I know what you’re thinking and yes it’s true, my posts have gotten less frequent. Just when you think you have a routine in life, it gets interrupted. I’m not complaining in the least, in fact, the change I’m experiencing is a good thing. Frankly, I wouldn’t have it any other way. I guess that’s the way the whole durned human comedy keeps perpetuatin’ it-self, down through the generations, westward the wagons, across the sands a time until– aw, look at me, I’m ramblin’ again.
So what does this have to do with roasted chicken and frankly Thomas Keller? Well, it’s not like I’ve stopped cooking, I’ve just found less time for blogging what I’ve been cooking. Do you ever have things you just forget? Let’s say you’ve actually accomplished the feat but when thinking back on it, you can’t remember the details? For me, trussing a chicken is one of them. I was flipping through my French Laundry cookbook and read the chapter entitled “the importance of trussing chicken” I realized that I needed a video aid so when I went to the google machine, the video that popped up was a Thomas Keller instructional on making a roasted chicken.
After going through trussing technique (which is dead simple) he showed what I thought to be an incredibly easy recipe.

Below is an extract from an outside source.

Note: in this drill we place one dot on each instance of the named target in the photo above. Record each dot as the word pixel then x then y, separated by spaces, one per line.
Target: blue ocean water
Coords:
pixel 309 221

Roasted chicken is something that I’ve had many times, but it’s only been truly great maybe 3 of those times. This recipe, which is now part of my culinary arsenal, gets on that list as the 4th great roasted chicken.
I didn’t take many photos, just the one with my iphone but the technique is simple. You season and truss the chicken and then plop it on top of the veggies and roast for an hour. No mess, one pan and it’s freakin awesome.